Hurricane Hector once again strengthened to a Category 4 storm on Sunday as it continued to approach the central Pacific. Although the storm had been briefly downgraded to a Category 3 storm earlier in the day, maximum sustained winds of nearly 130 miles per hour led forecasters to reclassify the storm, which is not expected to weaken again until Monday night. But will Hurricane Hector affect flights to or from Hawaii? Forecasters say it's too soon to know what Hector's full impact will be.
As of now, it's unclear how Hurricane Hector might impact flights to or from the Hawaiian Islands, although potentially gusty winds and heavy rain could cause delays or cancellations later this week. According to the National Hurricane Center, Hector is forecast to cross into the central Pacific basin sometime Sunday night with little change expected in regard to the storm's strength and wind speed. But as of Sunday afternoon, there were no coastal watches or warnings in effect for the Hawaiian Islands as Hector's official forecast track continues to have the storm passing south of the islands on Wednesday. Still, forecasters at the National Hurricane Center are urging caution.
"While the official forecast track continues to lie south of the Hawaiian Islands, only a slight deviation to the north of the forecast track would significantly increase potential impacts on the Hawaiian Islands," the National Hurricane Center said in a forecast discussion released Sunday afternoon. "It is a good time for everyone in the Hawaiian Islands to ensure they have their hurricane plan in place."
An updated forecast track shows Hector's center passing slightly farther south of the islands than previous tracks did, according to Hawaii News Now. But forecasts are merely predictions, and storms can change direction at any time. Meteorologists and the National Hurricane Center have both stressed that it's too early to say how Hector might affect the Hawaiian Islands.

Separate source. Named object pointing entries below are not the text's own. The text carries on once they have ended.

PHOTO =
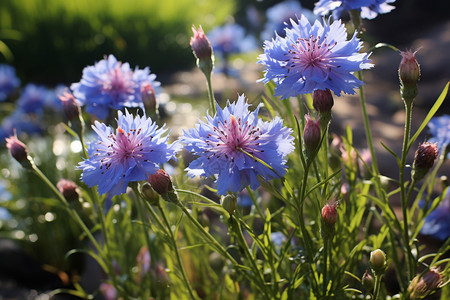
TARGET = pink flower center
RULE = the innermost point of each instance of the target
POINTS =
(234, 136)
(123, 146)
(310, 53)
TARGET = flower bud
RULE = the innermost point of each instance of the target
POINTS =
(378, 261)
(367, 281)
(329, 213)
(70, 107)
(69, 189)
(323, 100)
(161, 182)
(149, 194)
(200, 44)
(409, 70)
(19, 151)
(424, 160)
(409, 73)
(149, 98)
(203, 51)
(229, 202)
(311, 136)
(421, 287)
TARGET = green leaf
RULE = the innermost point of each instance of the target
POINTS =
(430, 114)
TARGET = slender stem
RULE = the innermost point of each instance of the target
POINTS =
(376, 291)
(177, 254)
(404, 199)
(237, 230)
(212, 101)
(325, 263)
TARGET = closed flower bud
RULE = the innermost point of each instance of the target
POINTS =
(378, 261)
(323, 100)
(200, 44)
(424, 159)
(69, 189)
(70, 107)
(367, 281)
(409, 73)
(409, 70)
(421, 287)
(19, 151)
(329, 213)
(149, 98)
(149, 194)
(229, 202)
(161, 182)
(311, 136)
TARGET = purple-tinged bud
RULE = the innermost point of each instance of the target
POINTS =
(19, 151)
(421, 287)
(70, 107)
(329, 213)
(203, 51)
(311, 136)
(162, 184)
(424, 159)
(323, 100)
(149, 98)
(329, 218)
(229, 202)
(409, 73)
(69, 189)
(200, 44)
(378, 261)
(149, 194)
(409, 70)
(367, 281)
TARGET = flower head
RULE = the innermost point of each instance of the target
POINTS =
(440, 130)
(111, 84)
(133, 152)
(369, 8)
(8, 81)
(313, 57)
(228, 143)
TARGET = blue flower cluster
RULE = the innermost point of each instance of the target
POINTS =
(111, 84)
(369, 8)
(312, 57)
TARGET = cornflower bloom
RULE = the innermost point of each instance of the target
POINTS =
(312, 57)
(133, 152)
(8, 81)
(440, 130)
(369, 8)
(111, 84)
(228, 143)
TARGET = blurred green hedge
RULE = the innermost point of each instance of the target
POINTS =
(52, 40)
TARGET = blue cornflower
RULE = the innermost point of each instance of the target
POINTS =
(229, 39)
(437, 223)
(440, 130)
(33, 99)
(112, 84)
(133, 152)
(221, 142)
(313, 57)
(278, 17)
(8, 81)
(369, 8)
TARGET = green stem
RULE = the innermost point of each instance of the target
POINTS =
(212, 101)
(404, 199)
(177, 254)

"The track of the hurricane still has the center passing well south of the main Hawaiian island at this time," CNN meteorologist Haley Brink said early Sunday. "It is still too soon to tell what effects this hurricane will have (if any) on the Hawaii islands."
As Hector passes later this week, some of the Hawaiian Islands could see heavy rain, gusty wind, or even tropical storm force winds, all of which could potentially cause flight delays or cancellations. Hurricanes can also cause storm surge and flooding, although it remains unclear if Hector will bring either to the islands. According to the Weather Channel, it is Hawaii's Big Island that stands the greatest chance of feeling Hector's wrath, as it lies farthest south in the island chain.
For now, however, it appears unlikely that any of the Hawaiian Islands will experience hurricane-force winds. The National Hurricane Center noted Sunday that such winds extend outward from a storm's center for up to only 30 miles. According to Hawaii News Now, Hector's current forecast track has the storm passing much more than 30 miles south of the Big Island.
Hector is the first hurricane to come near the Hawaiian Islands this hurricane season. Forecasters have said they expect the hurricane to maintain its current strength until Monday night, when it is expected to weaken slightly through to Wednesday.